The Court of Appeals weighs in on the meaning of “necessary witness” in considering when a trial attorney can be called to the stand in his own case.
The “lawyer-witness” rule — RPC 3.7 — generally prohibits a lawyer from acting as trial counsel if the lawyer will be a “necessary” witness. Division III of the Court of Appeals recently discussed what the word “necessary” means in this context in State v. Silva-Gonzales, (2015 WL 3618620 Wn. App. June 9, 2015 – unpublished).
The lawyer involved was representing a criminal defendant to whom the lawyer had related some information about the investigation. The client, in turn, was taped during a jailhouse telephone conversation (not with the lawyer), discussing an aspect of the facts of the case, including facts of which the lawyer was one — but not the exclusive — source. When the prosecution sought to play the recording to the jury, the lawyer objected and, once it was admitted, moved to withdraw, arguing that the recording had made him a witness on the source of the information.

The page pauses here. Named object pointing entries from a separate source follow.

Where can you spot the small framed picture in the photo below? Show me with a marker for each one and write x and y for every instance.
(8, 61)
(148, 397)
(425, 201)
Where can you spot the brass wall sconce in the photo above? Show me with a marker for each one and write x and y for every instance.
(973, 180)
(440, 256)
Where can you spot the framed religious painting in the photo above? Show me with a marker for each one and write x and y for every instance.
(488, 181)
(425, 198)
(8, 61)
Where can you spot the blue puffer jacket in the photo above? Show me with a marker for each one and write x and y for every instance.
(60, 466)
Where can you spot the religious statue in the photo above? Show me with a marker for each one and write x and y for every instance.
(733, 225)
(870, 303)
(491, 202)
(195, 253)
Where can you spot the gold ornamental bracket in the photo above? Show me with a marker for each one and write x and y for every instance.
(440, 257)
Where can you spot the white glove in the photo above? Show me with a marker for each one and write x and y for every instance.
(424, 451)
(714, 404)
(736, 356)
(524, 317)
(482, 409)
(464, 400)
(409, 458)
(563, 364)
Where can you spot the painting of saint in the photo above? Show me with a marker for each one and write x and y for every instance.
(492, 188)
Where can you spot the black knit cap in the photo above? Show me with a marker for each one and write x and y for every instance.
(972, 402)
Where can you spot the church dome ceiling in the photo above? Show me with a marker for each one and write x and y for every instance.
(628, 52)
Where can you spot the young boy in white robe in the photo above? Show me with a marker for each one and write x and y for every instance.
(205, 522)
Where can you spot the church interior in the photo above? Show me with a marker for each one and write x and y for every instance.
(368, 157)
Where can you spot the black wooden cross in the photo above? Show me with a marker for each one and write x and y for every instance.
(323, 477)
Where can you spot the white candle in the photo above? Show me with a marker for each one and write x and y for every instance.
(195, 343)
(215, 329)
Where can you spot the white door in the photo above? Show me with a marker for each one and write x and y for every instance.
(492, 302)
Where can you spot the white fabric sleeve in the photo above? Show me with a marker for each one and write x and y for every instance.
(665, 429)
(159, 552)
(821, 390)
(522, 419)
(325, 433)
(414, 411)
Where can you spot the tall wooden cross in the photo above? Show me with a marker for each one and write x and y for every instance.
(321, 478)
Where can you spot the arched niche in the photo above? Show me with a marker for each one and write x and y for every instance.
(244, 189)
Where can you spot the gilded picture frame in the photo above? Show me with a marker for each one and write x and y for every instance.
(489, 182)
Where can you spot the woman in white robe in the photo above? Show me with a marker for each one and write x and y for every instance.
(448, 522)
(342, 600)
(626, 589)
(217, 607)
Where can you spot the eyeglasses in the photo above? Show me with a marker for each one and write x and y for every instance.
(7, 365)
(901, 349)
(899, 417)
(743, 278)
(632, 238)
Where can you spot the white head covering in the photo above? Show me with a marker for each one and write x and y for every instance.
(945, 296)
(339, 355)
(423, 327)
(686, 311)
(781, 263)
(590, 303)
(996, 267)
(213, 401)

The trial court denied the motion and the Court of Appeals affirmed. In doing so, both concluded that the lawyer was not a “necessary” witness as that term is used in RPC 3.7. The rule itself does not define the word “necessary.” The Court of Appeals put it this way addressing that term: “[C]ounsel never showed why he, and he alone, could provide the information and why the information was critical to the case.” (Id. at *4).
Silva-Gonzales echoes another comparatively recent Division III decision in published form on this point: American States Ins. Co. ex rel. Kommavongsa v. Nammathao, (153 Wn. App. 461, 220 P.3d 1283 2009). In that earlier decision, Division III surveyed both Washington and national law on this question and concluded that for a lawyer to be a “necessary” witness, “‘the attorney will give evidence material to the determination of the issues being litigated . . . [and] . . . that the evidence is unobtainable elsewhere[.]’” (Id. at 467, citation omitted). The federal district court in Seattle used that same standard in Microsoft Corp. v. Immersion Corp. (2008 WL 682246 at *2 W.D. Wash. March 7, 2008, unpublished). In sum, if there are 10 witnesses to an event and they all say the same thing, then a lawyer does not become a “necessary” witness under the rule. Rather, the prohibition is only triggered if the lawyer must play a unique role at trial in supplying material evidence.